I’m looking forward to the gym getting less crowded. Not that I want everyone to stop exercising! But it will be nice. I am one of the lucky ones. I created an exercise habit in my early 20s. I schedule my workouts. I try new things to keep it interesting. I do it when I don’t want to. I do it all year ’round. You might say I just care what I look like. And you’d be right. But my vanity might keep me healthy on the inside just a few extra years. And don’t forget, exercise is good for your mood. And that’s something I can’t get enough of.

Why I Stopped Exercising

I never planned to stop exercising, it just kind of happened.

First, the kids got out of school which made it hard to workout every day. Then we renovated our kitchen and seemingly did nothing else all summer. I broke a toe. And we went on vacation. Through all that I actually lost weight and I became really okay with not working out. I had been between 135 and 140 pounds. By July, I was below 134 and have stayed there ever since. That might not seem like a lot but it made me feel like a whole new person.

I have always exercised obsessively (and kept a record) as seen below. I would do something almost every day. I’d run or do some sort of video at home. I’d go to yoga, spin and Jazzercise.

I was surprised (but not surprised) when I lost weight in July. I wasn’t “working out” but I was doing demolition and a lot of heavy lifting. Ever removed a hardwood floor and sub floor? Torn out cabinets? Installed a new hardwood floor? Combine that with very little eating because you have no kitchen.

We did most of the renovation in flip flops and joked that we should have a show on HGTV called “Flip Flop Flippers”. Construction sites are not the place for flip flops but that is not how I broke my left number 2 toe. I broke it by slipping on the wet garage floor. If you’ve never broken a toe, and I have, twice, the correct way to rehab it is to ‘buddy tape’ it and not exercise for six weeks. Six weeks??!! (Apparently, I don’t consider riding a bike to be bad for a broken toe.)

When my toe seemed to be completely healed I celebrated by doing all the planks and downward dogs. But, as you can see, not much else. My first day back to Jazzercise, I thought I felt it re-break a little bit, but I think it will always be a little tender.

So, this is where I am now. I don’t need to exercise anymore.

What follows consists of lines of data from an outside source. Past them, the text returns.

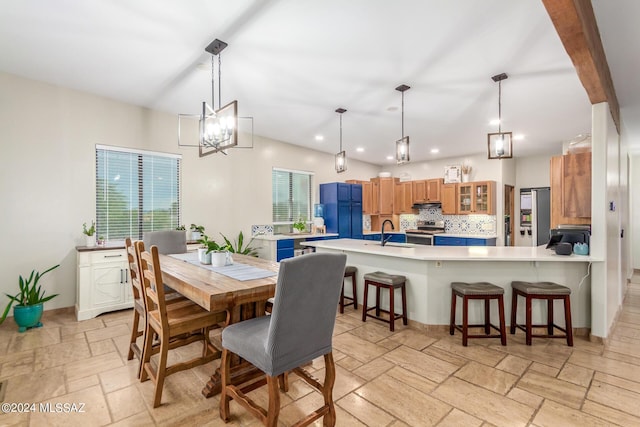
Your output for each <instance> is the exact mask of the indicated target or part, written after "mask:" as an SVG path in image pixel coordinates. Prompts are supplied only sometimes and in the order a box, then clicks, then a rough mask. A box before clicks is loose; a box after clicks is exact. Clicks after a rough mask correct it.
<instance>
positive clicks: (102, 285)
mask: <svg viewBox="0 0 640 427" xmlns="http://www.w3.org/2000/svg"><path fill="white" fill-rule="evenodd" d="M77 260H78V274H77V281H78V283H77V295H76V318H77V319H78V320H79V321H80V320H87V319H91V318H94V317H96V316H97V315H99V314H102V313H107V312H109V311H115V310H122V309H125V308H131V307H133V295H132V291H131V283H130V282H129V280H130V278H129V266H128V263H127V252H126V250H124V249H105V250H92V251H78V252H77Z"/></svg>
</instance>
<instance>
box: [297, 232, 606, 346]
mask: <svg viewBox="0 0 640 427" xmlns="http://www.w3.org/2000/svg"><path fill="white" fill-rule="evenodd" d="M302 245H304V246H311V247H314V248H315V250H316V251H318V252H340V253H345V254H347V264H348V265H353V266H355V267H357V268H358V275H357V281H358V286H357V289H358V302H359V303H360V304H362V296H363V292H364V279H363V275H364V274H365V273H370V272H374V271H384V272H386V273H390V274H401V275H404V276H406V277H407V311H408V317H409V319H410V321H412V322H417V324H418V326H420V325H427V326H433V325H448V324H449V315H450V303H451V287H450V284H451V282H456V281H457V282H479V281H487V282H491V283H494V284H496V285H498V286H502V287H503V288H504V289H505V296H504V297H505V315H506V321H507V324H509V318H510V315H511V281H513V280H523V281H553V282H556V283H559V284H562V285H565V286H568V287H569V288H571V314H572V318H573V319H572V320H573V327H574V328H577V329H578V331H577V332H578V333H581V334H584V333H586V332H588V330H590V329H591V277H590V275H589V270H590V266H591V262H594V261H598V260H596V259H594V258H592V257H590V256H581V255H569V256H562V255H556V254H555V253H554V252H553V251H551V250H548V249H545V248H544V247H513V246H511V247H504V246H469V247H462V246H424V245H409V244H396V243H387V244H386V245H385V246H384V247H383V246H381V245H380V243H379V242H374V241H366V240H355V239H337V240H326V241H318V242H304V243H302ZM373 298H374V297H373V296H370V300H369V303H370V304H373V302H374V301H373ZM388 301H389V299H388V294H387V295H384V293H383V299H382V306H383V307H384V308H388V305H389V302H388ZM396 301H397V299H396ZM536 302H540V301H534V305H533V320H534V323H541V321H542V320H543V319H542V316H543V314H544V313H546V307H545V308H544V310H543V306H542V305H541V304H535V303H536ZM460 305H461V304H458V319H460ZM521 307H522V308H524V303H523V302H521ZM400 308H401V307H400V306H399V305H396V310H400ZM554 308H555V310H554V316H555V319H556V323H558V324H560V325H563V319H564V314H563V310H562V306H561V304H555V305H554ZM518 311H519V312H518V322H519V323H524V310H518ZM483 314H484V311H483V307H482V304H481V303H478V304H470V306H469V320H470V322H472V323H478V322H479V321H480V319H481V318H482V316H483ZM496 316H497V308H496V307H492V317H493V318H494V321H495V320H496V318H495V317H496Z"/></svg>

I might do it once in a while, when I feel like it. I do feel a lot better, especially mentally, when I workout. Having broken a bone tells me that I should exercise more, particularly with weights. Feeling really fit while doing the kitchen made me realize I should be doing much more muscle strengthening. As we head into the colder months, I know it will really help to get outside and move. A little walking, a little running. I will probably still go to spin class and Jazzercise, because it’s fun. Oh, and yoga because it makes everything better.